«Стой» – твердил разум.
«Беги!» – кричали инстинкты. Лилит привыкла доверять «вторым» и, поборов сомнения, пошла вперёд.
Свет, казавшийся таким далёким, приближался всё быстрее. Идти во тьме оказалось не сложно, когда знаешь куда.
С каждым её шагом свет становился всё ярче и чётче. Теперь уже и тело Лилит не казалось бесформенной частью пустоты. Она могла разглядеть свои руки и ноги. А когда подошла совсем близко поняла, что огней вокруг было гораздо больше.
Это светили зажжённые свечи и керосиновые лампы. Они стояли на бочках, старых полусгнивших коробках, и даже на деревянном полу.
А затем Лилит услышала голоса, падающие как капли. Детские голоса.
И увидела их обладателей.
Пять мальчиков в драных одёжках обступили кольцом одну единственную девочку, сидящую на бочке. Длинные тёмные волосы её были влажными от воды, как и грязно-коричневый сарафан, лицо – растерянное, взгляд – затравленный.
Это была Лилит. Пять лет назад. И тот самый день.
– Ты, правда, совсем ничего не помнишь? – спросил у неё русоволосый мальчик в полинявшей кепке.
Она поджала губы и отрицательно мотнула головой. Каштановые пряди волос разметались по худым плечам.
– Даже своё имя? – продолжал допытываться он, с тревогой и заботой заглядывая ей в лицо.
Девочка виновато вжала голову в плечи.
– Н-да, – протянул стоявший рядом длинноволосый блондин в одежде, больше напоминавшей старую хламиду, чем куртку и штаны.
Он стоял, скрестив руки на груди, и окидывал «новенькую» хмурым взглядом. – От неё толку не добьёшься, Сэм. Очевидно же – у неё амнезия!
Повисло молчание.
В комнате, где они находились, были низкие давящие потолки и полумрак. Свет лился не с потолка, а снизу, от свечей и керосиновых ламп. Пламя бросало на лица трепещущие отсветы, делая их таинственными и пугающими. И Лилит не всегда могла разобрать, о чём думал каждый из присутствующих.

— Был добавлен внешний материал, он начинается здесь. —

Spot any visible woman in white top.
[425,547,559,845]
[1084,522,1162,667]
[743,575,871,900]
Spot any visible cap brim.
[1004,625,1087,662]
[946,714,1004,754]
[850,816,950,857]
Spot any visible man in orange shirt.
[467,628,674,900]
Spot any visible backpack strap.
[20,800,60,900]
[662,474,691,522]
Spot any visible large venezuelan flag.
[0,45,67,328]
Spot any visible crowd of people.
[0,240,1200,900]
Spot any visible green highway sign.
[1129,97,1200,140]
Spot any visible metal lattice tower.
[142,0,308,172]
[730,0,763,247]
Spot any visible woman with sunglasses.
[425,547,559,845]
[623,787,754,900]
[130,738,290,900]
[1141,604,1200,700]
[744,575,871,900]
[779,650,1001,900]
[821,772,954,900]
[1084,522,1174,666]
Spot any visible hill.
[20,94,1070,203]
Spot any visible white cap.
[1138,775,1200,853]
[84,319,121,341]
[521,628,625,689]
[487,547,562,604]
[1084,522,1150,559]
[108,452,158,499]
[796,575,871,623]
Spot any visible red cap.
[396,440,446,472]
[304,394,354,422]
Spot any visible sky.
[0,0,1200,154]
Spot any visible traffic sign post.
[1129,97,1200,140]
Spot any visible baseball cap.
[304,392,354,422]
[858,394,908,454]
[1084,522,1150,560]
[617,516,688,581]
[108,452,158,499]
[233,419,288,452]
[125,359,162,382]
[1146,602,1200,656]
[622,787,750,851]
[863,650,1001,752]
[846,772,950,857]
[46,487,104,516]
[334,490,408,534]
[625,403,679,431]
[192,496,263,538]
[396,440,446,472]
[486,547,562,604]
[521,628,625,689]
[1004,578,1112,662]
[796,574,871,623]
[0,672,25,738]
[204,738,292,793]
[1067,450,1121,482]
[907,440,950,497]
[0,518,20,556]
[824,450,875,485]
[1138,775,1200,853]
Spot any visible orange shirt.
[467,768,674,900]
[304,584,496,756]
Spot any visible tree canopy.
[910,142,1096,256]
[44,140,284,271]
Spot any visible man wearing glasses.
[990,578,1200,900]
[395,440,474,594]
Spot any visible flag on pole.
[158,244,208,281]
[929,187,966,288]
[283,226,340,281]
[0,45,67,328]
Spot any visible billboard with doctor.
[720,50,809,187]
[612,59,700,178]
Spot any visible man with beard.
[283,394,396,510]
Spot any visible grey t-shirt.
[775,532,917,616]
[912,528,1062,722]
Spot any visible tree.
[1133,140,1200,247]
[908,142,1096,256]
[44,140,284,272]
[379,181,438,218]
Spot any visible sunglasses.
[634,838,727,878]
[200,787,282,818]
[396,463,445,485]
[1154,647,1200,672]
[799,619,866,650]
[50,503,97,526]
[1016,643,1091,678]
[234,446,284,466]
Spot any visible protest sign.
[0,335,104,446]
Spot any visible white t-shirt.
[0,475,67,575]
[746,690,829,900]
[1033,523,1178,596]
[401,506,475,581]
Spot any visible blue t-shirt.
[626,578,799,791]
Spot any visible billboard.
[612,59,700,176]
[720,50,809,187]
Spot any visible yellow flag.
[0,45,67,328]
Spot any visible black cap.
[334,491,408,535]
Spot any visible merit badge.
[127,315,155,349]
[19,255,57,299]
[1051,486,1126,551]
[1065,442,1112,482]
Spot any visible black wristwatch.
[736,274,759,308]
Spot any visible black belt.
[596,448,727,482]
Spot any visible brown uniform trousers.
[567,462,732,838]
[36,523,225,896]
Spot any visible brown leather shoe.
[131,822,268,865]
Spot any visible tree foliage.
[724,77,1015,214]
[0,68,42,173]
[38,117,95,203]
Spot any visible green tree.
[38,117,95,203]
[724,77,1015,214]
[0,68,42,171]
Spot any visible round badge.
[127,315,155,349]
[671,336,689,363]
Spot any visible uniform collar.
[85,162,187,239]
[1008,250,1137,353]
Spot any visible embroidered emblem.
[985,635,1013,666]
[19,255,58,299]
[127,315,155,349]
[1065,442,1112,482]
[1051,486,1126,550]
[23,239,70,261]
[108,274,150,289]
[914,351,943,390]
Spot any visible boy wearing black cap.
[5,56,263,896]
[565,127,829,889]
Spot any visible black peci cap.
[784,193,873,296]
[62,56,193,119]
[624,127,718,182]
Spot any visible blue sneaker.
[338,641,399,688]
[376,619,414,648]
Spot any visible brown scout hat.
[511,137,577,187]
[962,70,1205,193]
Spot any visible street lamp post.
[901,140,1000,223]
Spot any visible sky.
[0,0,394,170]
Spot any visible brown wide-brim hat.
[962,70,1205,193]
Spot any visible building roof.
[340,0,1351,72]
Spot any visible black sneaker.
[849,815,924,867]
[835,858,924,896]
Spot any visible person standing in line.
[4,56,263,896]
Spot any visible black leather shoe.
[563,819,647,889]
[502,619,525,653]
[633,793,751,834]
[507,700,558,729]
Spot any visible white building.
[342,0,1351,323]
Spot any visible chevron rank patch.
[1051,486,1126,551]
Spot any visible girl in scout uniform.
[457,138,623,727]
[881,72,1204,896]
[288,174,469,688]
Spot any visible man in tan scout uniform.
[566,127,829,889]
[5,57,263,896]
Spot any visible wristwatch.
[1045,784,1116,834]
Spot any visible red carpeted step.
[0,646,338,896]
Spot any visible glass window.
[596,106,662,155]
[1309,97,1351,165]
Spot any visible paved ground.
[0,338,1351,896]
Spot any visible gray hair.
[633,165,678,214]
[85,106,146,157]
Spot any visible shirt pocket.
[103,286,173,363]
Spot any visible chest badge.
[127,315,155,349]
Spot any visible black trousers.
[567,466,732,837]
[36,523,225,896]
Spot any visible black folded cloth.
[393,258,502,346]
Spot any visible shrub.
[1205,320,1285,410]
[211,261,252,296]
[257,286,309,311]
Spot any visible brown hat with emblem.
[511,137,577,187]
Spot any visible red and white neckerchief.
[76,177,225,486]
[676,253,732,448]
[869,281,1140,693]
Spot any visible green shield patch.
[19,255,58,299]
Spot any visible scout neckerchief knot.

Откуда-то тянуло тухляком, отходами и серой.
Всё так, как и запомнила в детстве Лилит.
Сэм, главный среди беспризорников, обнаружил тело Лилит в катакомбах возле завалов. Девочка оказалась жива, и он привёл её в их убежище: верхние ярусы катакомб.
Сэм был старше Лилит примерно на два года, остальные ребята были младше него, и потому слушались.
За исключением одного… Рея.
Он был ровесником Сэма, жил и воспитывался в монастырском приюте, был очень умным и начитанным. И резко выделялся своей чёрной шевелюрой и холёной внешностью на фоне светлоголовых оборванцев.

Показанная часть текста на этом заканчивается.